Will the Shrine Bowl alter its access for media and fans alike. Media has never been allowed at the Weigh-in, and they only get access to the players for a few minutes after practices. Fans have gotten even less access. Whereas at the Senior Bowl (COVID-restricted 2021 the exception), the media gets a fair amount of access. The fans are allowed at every practice and have a traditional meet-and-greet on the Friday before the game.
Did this blindside the people at Senior Bowl HQ in Mobile? I can’t help but think that it did. With that being said, it doesn’t appear that the Senior Bowl is changing its plans for the 2022 game.
Can the Senior Bowl survive if it loses its NFL support? I believe the short answer is yes. Sometimes a little competition is good for the soul. But will it be a competition for players? If the choice is NFL affiliation and a week in Vegas or no NFL support in Mobile, Alabama, there probably won’t be much choice. They may have to decide if they are okay with swapping roles in the All-Star game pecking order with the Shrine Bowl. Will the city of Mobile support the game if it is getting the second-tier of the top senior prospects? Maybe.
After Phil Savage left as the Senior Bowl president in 2018, Creg Stephenson of AL.com went all Nostradamus on the situation by writing this:
“But it is an open secret that the Senior Bowl’s existence in its current form relies on support from the NFL. Though the Senior Bowl itself is run by the Mobile Arts and Sports Association and could not very well pick up and move to another city, if the NFL decided to create its own all-star game and pull its coaches and scouting support from the Mobile game, the Senior Bowl would be dealt a death blow. (For the record, there are no indications — or even strong rumors — that the NFL has plans to do this, but the conventional wisdom is that the league might look to consolidate operations such as all-star games, the draft, the combine, and the Pro Bowl once the new Los Angeles Rams and Chargers stadium opens in 2020).”
Has the above scenario come to pass?
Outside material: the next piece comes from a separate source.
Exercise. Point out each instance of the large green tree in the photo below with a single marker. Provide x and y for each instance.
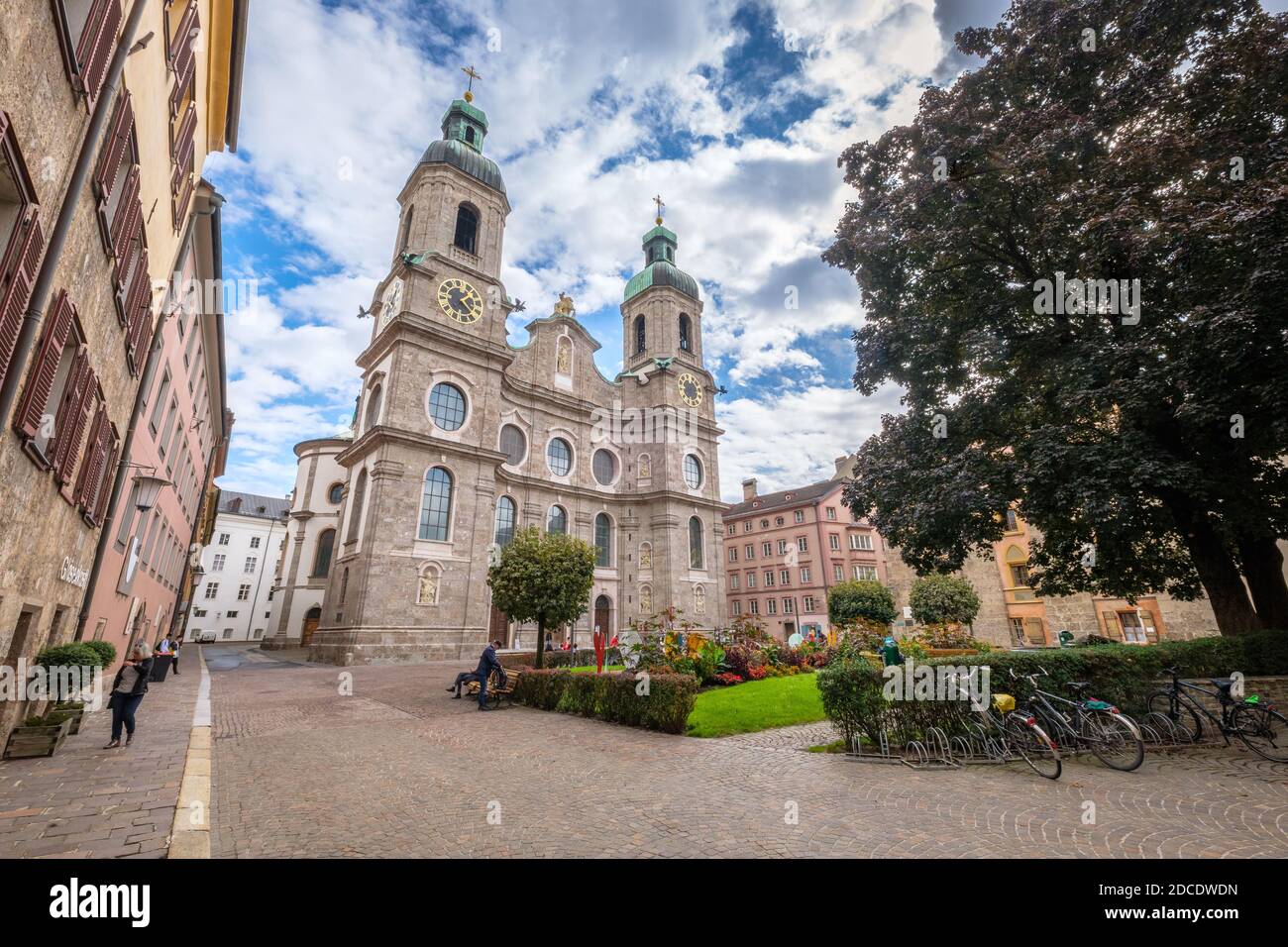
(1100, 140)
(542, 578)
The Combine is rumored to be on the move now. While they didn’t create their own ASG, they seem to be partnering with the Shrine Bowl.
Current Senior Bowl head Jim Nagy has been relatively quiet on the situation. He is scheduled to do a Senior Bowl radio show on Monday with Randy Kennedy of SportsTalk 99.5 at 2 pm (CST). You can listen here. Perhaps he will be able to answer some of the questions posed here. Perhaps not.